Tujuan Pengajaran Bahasa
Tujuan orang belajar bahasa berbeda – beda. Ada yang belajar untuk mengerti suatu bahasa, ada yang belajar untuk memahami isi bacaan, ada yang belajar untuk berkomunikasi, dan ada yang belajar untuk sekedar gengsi. Tapi, dalam pengajaran bahasa tujuan itu harus lebih konkrit dan masuk akal, karena tujuan tersebut merupakan dasar dari pengajaran bahasa yang harus dicapai.
Tujuan pengajaran bahasa harus dikaitkan dengan tujuan pendidikan nasional, tujuan institusional, status politis bahasa yang dipelajari, dan fungsi – fungsi bahasa yang diperlukan.
a)      Tujuan pendidikan nasional di Indonesia adalah membentuk manusia pancasila seutuhnya.
b)      Tujuan institusional adalah tujuan yang harus dicapai dalam lembaga – lembaga kependidikan tertentu.
Tujuan pendidikan nasional berlaku secara nasional dan diharapkan dapat diikutsertakan pemberiannya dalam semua jenjang pendidikan dan semua mata pelajaran termasuk mata pelajaran bahasa. Tujuan pendidikan / pengajaran Bahasa Indonesia, dapat dirumuskan sebagai berikut :
1.                  Pendidikan/Pengajaran Bahasa Indonesia (BI) pada tingkat SD : agar para siswa dapat bernalar, berkomunikasi, dan menyerap/menyampaikan kebudayaan dalam BI; pada tingkat SM : agar siswa dapat bernalar, berinteraksi, dan menyerap ilmu dalam BI; sedangkan pada tingkat PT : agar siswa dapat bernalar, dan menyerap serta menyampaikan kebudayaan dalam BI.
2.                  Pendidikan/ Pengajaran Bahasa Daerah (BD) pada tingkat SD dan SM : agar siswa dapat melakukan interaksi dengan menggunakan BD.
3.                  Pendidikan/Pengajaran Bahasa Asing (BA) pada tingkat SM : agar siswa dapat berinteraksi dengan menggunakan BA; pada tingkat PT : agar siswa dapat bernalar, berinteraksi, dan menerima atau menyerap kebudayaan dalam BA, dan atau juga menyampaikannya.
  
Pengajaran Bahasa Kedua
Untuk negara multilingual, tentu ada pengajaran bahasa kedua (selain bahasa ibu). Bahasa kedua tersebut bisa berupa bahasa nasional, bahasa daerah, atau juga bahasa asing. Pengajaran bahasa kedua di Indonesia secara formal dimulai ketika anak memasuki pendidikan dasar untuk bahasa nasional dan ketika anak memasuki pendidikan menengah untuk bahasa asing.   

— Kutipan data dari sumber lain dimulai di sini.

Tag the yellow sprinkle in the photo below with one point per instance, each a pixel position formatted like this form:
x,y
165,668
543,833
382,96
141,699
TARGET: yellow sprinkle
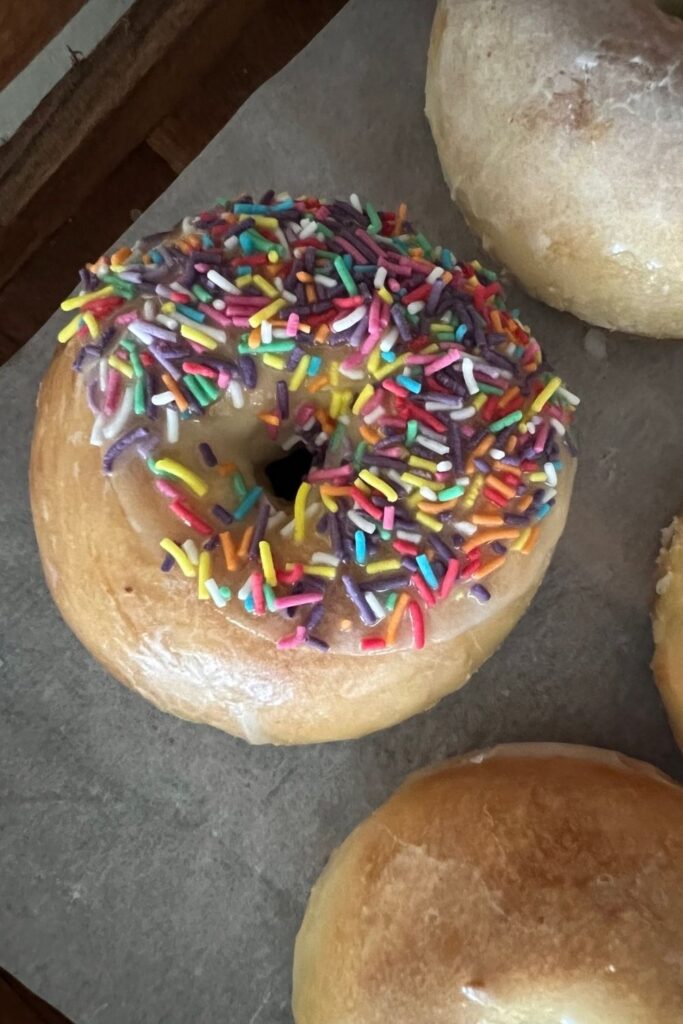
x,y
76,301
300,509
204,573
327,571
122,367
379,484
391,368
274,361
429,521
549,390
267,312
265,286
419,463
180,557
194,334
385,565
330,504
176,469
70,330
91,324
296,380
267,563
521,540
365,395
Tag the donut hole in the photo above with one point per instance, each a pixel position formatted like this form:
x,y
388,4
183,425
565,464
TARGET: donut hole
x,y
286,473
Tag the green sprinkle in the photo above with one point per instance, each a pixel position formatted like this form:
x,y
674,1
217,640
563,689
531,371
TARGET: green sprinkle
x,y
507,421
345,276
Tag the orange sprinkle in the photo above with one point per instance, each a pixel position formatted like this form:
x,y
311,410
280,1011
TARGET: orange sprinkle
x,y
180,399
243,550
506,534
372,436
486,519
530,540
487,567
316,383
395,617
229,553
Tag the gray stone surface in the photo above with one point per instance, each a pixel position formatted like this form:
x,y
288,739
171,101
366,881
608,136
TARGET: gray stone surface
x,y
152,870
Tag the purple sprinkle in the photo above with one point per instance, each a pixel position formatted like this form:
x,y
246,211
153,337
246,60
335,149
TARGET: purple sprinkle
x,y
368,616
283,396
208,455
132,437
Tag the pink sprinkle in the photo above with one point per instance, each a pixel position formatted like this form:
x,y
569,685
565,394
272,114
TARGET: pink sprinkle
x,y
293,640
450,578
292,325
257,593
294,600
341,473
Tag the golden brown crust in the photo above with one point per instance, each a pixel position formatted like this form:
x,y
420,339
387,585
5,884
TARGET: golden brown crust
x,y
668,626
101,565
559,128
534,883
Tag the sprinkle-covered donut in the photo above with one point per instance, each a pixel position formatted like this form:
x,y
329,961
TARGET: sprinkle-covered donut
x,y
334,434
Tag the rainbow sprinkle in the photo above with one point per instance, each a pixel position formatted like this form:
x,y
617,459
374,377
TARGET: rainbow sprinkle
x,y
419,430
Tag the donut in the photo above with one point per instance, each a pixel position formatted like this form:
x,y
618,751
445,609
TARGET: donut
x,y
531,883
559,127
668,626
296,472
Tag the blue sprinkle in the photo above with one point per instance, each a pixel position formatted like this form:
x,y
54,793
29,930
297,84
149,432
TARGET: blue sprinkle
x,y
360,547
427,571
248,503
409,384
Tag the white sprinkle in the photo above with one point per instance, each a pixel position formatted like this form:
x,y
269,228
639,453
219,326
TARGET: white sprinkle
x,y
215,594
466,528
361,522
407,535
266,332
227,286
308,227
172,425
168,322
96,436
374,603
189,549
323,558
122,415
389,339
463,414
380,276
354,316
378,412
431,444
568,396
468,375
237,394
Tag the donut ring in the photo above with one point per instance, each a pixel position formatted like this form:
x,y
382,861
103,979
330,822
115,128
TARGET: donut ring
x,y
333,433
536,882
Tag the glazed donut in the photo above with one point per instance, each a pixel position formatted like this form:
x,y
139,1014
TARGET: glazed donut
x,y
559,127
668,626
332,433
532,883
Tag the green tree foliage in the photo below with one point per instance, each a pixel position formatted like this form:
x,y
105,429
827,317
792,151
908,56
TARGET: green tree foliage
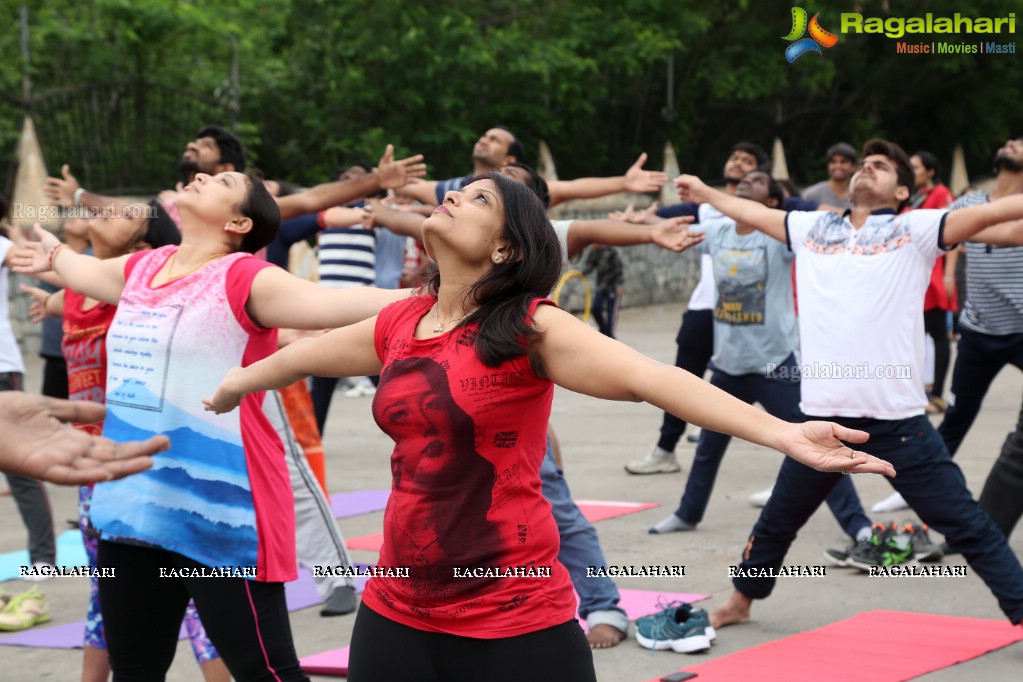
x,y
325,82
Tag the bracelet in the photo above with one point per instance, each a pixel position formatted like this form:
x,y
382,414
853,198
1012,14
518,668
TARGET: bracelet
x,y
53,253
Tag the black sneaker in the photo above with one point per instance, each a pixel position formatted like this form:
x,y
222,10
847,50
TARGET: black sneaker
x,y
923,547
840,557
895,548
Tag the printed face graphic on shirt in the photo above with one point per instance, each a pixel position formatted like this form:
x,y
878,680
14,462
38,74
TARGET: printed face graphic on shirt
x,y
742,280
442,486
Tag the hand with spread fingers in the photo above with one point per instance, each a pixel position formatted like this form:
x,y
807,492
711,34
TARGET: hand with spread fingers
x,y
674,234
821,446
36,444
638,180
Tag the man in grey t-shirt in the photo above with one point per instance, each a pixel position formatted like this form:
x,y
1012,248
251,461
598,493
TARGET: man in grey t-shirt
x,y
835,190
755,341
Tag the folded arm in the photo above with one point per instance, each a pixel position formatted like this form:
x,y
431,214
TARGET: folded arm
x,y
1003,218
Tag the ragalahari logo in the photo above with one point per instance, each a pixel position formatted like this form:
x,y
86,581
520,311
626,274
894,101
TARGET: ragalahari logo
x,y
818,37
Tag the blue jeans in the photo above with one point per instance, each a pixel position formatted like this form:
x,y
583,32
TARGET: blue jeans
x,y
979,358
696,346
580,548
606,311
781,399
931,484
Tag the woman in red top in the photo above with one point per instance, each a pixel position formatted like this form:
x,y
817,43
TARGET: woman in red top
x,y
940,298
468,370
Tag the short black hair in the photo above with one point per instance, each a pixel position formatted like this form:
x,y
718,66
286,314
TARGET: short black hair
x,y
903,169
842,149
536,183
755,150
515,146
231,149
261,208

Pragmatik dan Pengajaran Bahasa
Pragmatik merupakan salah satu pokok bahasan yang harus diberikan dalam pengajaran bahasa karena pragmatik adalah keterampilan menggunakan bahasa menurut partisipan, topik pembicaraan, tujuan pembicaraan, situasi dan tempat berlangsungnya pembicaraan itu hal tersebut identik dengan masalah pokok yang dibahas dalam sosiolinguistik. 
Secara sosiolinguitik “materi” yang ada di dalam konsep pragmatik memang sudah seharusnya diajarkan kepada murid agar mereka dapat menggunakan bahasa sesuai dengan yang menjadi interlokutornya, topik pembicaraan, situasi, dan tempat pembicaraan, tujuan pembicaraan dan sarana yang digunakan.

SOAL BAB 8
a)                  Pengertian pendidikan bahasa dan pengajaran bahasa?
b)                  Menurut anda, apa tujuan dari pengajaran bahasa yang sesuai dengan tujuan nasional?
c)                  Pentingkah pengajaran bahasa untuk anak – anak?
d)                 Sebutkan tujuan pengajaran bahasa kedua?
e)                  Sebutkan manfaat pengajaran bahasa kedua?

DAFTAR PUSTAKA
Chaer, Abdul dan Leonie Agustina. 2004. Sosiolinguistik : Perkenalan Awal. Jakarta : Rineka Cipta

Aslinda dan Leni Syafyahya. 2010. Pengantar Sosiolinguistik. Bandung : Refika Aditama

Pateda, Mansoer. 1987. Sosiolinguistik. Bandung : Angkasa

Wijana, I Dewa Putu dan Mohammad Rohmadi. 2010. Sosiolinguistik : Kajian Teori dan Analisis.   Yogyakarta : Pustaka Pelajar










[1] Pijin tidak mempunyai penutur asli.